To get the CSV data into shape, I downloaded it, converted it to json with csvkit (use pip install csvkit to install it) and filtered it with jq.

$ wget https://www2.census.gov/programs-surveys/popest/datasets/2010-2019/national/totals/nst-est2019-popchg2010_2019.csv
# convert to json, filter out a few data points, and shape the data
$ cat nst-est2019-popchg2010_2019.csv | csvjson | \
    jq 'map(select(.NAME | test("United|Region") | not)) |
    map({(.NAME): .POPESTIMATE2019}) | add' > population.json
$ head population.json
{
  "Alabama": 4903185,
  "Alaska": 731545,
  "Arizona": 7278717,
  "Arkansas": 3017804,
  "California": 39512223,
  "Colorado": 5758736,
  "Connecticut": 3565287,
  "Delaware": 973764,
  "District of Columbia": 705749,

I enjoy crafting those arcane-looking jq commands, but you could just as easily, and more readably, filter and shape your data within your javascript or with a short python script.

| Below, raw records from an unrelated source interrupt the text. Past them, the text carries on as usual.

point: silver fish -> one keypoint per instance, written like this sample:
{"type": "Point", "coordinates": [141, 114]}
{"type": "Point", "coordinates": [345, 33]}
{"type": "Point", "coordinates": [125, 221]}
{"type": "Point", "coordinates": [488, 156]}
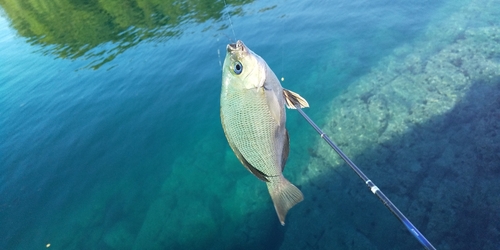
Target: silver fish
{"type": "Point", "coordinates": [253, 118]}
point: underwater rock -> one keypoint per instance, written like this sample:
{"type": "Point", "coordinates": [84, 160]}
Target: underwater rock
{"type": "Point", "coordinates": [424, 126]}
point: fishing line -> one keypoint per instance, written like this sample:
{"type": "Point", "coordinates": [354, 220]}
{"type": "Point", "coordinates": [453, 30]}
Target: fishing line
{"type": "Point", "coordinates": [229, 18]}
{"type": "Point", "coordinates": [375, 190]}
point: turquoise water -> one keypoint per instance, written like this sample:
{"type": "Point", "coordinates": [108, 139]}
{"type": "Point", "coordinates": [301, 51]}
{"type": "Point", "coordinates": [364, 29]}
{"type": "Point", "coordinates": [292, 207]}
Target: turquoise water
{"type": "Point", "coordinates": [111, 137]}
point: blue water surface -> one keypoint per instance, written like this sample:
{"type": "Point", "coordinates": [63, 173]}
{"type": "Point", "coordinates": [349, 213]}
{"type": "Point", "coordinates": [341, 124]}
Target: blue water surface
{"type": "Point", "coordinates": [110, 130]}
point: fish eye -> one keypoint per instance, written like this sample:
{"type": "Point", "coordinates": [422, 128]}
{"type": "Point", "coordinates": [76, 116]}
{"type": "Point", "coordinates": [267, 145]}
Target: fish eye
{"type": "Point", "coordinates": [238, 68]}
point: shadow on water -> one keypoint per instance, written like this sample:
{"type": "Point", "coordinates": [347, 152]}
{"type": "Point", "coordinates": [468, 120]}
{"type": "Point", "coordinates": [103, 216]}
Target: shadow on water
{"type": "Point", "coordinates": [72, 29]}
{"type": "Point", "coordinates": [442, 174]}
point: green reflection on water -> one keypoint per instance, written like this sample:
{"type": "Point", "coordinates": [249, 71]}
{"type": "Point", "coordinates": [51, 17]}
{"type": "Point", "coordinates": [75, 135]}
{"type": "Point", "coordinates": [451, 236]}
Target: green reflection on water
{"type": "Point", "coordinates": [74, 28]}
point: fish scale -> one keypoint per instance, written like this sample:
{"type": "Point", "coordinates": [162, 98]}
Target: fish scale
{"type": "Point", "coordinates": [249, 138]}
{"type": "Point", "coordinates": [253, 118]}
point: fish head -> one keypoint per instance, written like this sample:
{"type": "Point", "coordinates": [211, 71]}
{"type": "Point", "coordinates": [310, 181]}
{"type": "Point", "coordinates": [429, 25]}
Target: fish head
{"type": "Point", "coordinates": [243, 67]}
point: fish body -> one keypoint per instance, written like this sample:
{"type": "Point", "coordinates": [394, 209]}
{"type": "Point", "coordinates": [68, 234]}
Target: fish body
{"type": "Point", "coordinates": [253, 118]}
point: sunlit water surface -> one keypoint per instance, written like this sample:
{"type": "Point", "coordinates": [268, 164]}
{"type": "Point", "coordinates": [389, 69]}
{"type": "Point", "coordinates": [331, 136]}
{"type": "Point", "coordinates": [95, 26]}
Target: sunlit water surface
{"type": "Point", "coordinates": [111, 137]}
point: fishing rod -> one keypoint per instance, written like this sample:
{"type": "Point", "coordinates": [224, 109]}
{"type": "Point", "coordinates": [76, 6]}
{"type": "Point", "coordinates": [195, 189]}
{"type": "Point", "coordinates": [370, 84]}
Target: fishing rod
{"type": "Point", "coordinates": [375, 190]}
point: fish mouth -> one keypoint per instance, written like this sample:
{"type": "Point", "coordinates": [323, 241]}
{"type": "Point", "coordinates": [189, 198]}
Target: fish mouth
{"type": "Point", "coordinates": [238, 46]}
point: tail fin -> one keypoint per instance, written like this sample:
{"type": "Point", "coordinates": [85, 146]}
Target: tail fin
{"type": "Point", "coordinates": [284, 195]}
{"type": "Point", "coordinates": [292, 99]}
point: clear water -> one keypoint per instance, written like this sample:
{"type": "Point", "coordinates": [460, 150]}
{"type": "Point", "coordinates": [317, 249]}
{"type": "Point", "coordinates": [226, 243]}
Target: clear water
{"type": "Point", "coordinates": [111, 139]}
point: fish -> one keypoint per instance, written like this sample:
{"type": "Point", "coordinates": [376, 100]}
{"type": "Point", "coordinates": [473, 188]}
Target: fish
{"type": "Point", "coordinates": [253, 117]}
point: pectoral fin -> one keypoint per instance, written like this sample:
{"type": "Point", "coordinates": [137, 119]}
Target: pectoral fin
{"type": "Point", "coordinates": [273, 103]}
{"type": "Point", "coordinates": [259, 174]}
{"type": "Point", "coordinates": [292, 99]}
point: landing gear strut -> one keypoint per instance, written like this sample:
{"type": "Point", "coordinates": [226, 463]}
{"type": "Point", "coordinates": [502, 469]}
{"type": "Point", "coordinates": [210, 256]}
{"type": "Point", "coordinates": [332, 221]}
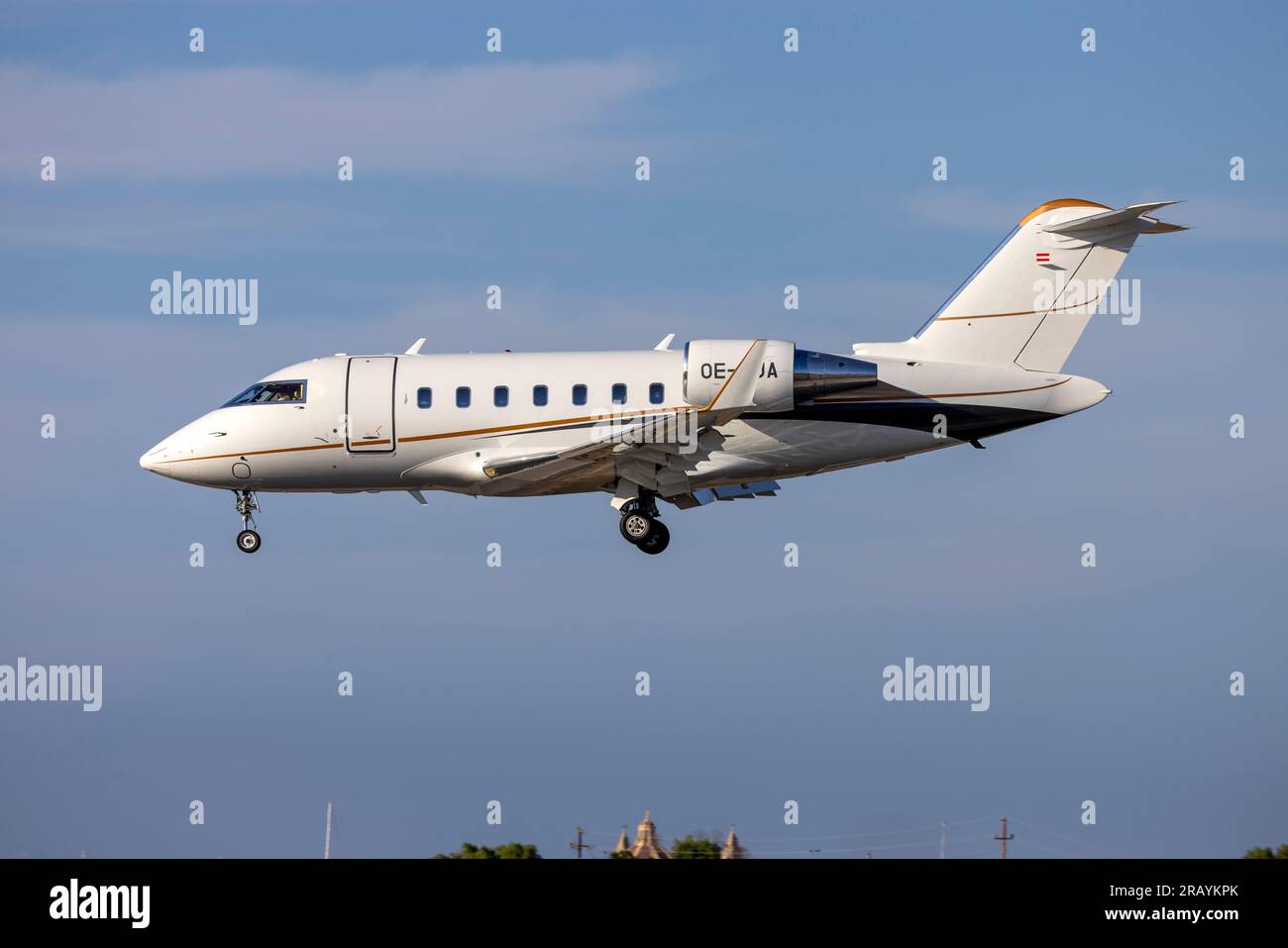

Anyway, that gave me a file with a list of objects with a state name and that state's population, which we can go ahead and use to make a choropleth.

Using the data

Starting from the map code in the previous post, I'll highlight the differences.

// mapData is a topojson object
// populationData is an object of {state name: population}
function map(mapData, populationData) {
  const width = 975,
    height = 610,

    // d3.extent returns an array of the largest and smallest values in our
    // data:
    //
    // > d3.extent(Object.values(populationData))
    // Array [ 578759, 39512223 ]
    extent = d3.extent(Object.values(populationData)),

    // scale is a logarithmic scale that maps values in our extent into the
    // range [0,1], which is what `interpolateGreys` expects
    //
    // > scale = d3.scaleLog().domain(extent)
    // > scale(700_000)
    // 0.04503258343433408
    // > scale(20_000_000)
    // 0.8387874633947101
    scale = d3.scaleLog().domain(extent),

    // colorScale is a function that takes a value and maps it to a color,
    // using the scale we just defined
    //
    // > colorScale = d => d3.interpolateGreys(scale(d))
    // > colorScale(700_000)
    // "rgb(250, 250, 250)"
    // > colorScale(20_000_000)
    // "rgb(50, 50, 50)"
    colorScale = d => d3.interpolateGreys(scale(d));

    // d3 has many color scales available:
    // https://github.com/d3/d3-scale-chromatic

  // Snip: create map and nation boundaries as before

  // Instead of filling each state path with a constant color, this time
  // we vary the color based on how many people live in the state
  const state = svg
    .append("g")
    .attr("stroke", "#444")
    .selectAll("path")
    // map each state object to a path in the SVG
    .data(topojson.feature(mapData, mapData.objects.states).features)
    .join("path")
    // fill the path with a color based on the color scale above
    .attr("fill", (d) => colorScale(populationData[d.properties.name]))
    .attr("vector-effect", "non-scaling-stroke")
    .attr("d", d3.geoPath());
}

window.addEventListener("DOMContentLoaded", async (event) => {
  map(
    await d3.json(`https://cdn.jsdelivr.net/npm/us-atlas@3/states-albers-10m.json`),
    await d3.json(`https://cdn.billmill.org/static/blog/us_choro/population.json`)
  )
});

A bit on colors

Our data is continuous, so it makes sense to use a single color scheme. d3 provides plenty of single color schemes, so for example we could change it to blue by using interpolateBlues instead of interpolateGreys:

Or reds with interpolateReds:

And it's inadvisable, but we could make a rainbow map with d3.interpolateSinebow:

In general, your map should have as many colors as there are classes in the data, so try not to use more colors than necessary even if the result looks a little more fun; it will hinder people's ability to understand the map you've made.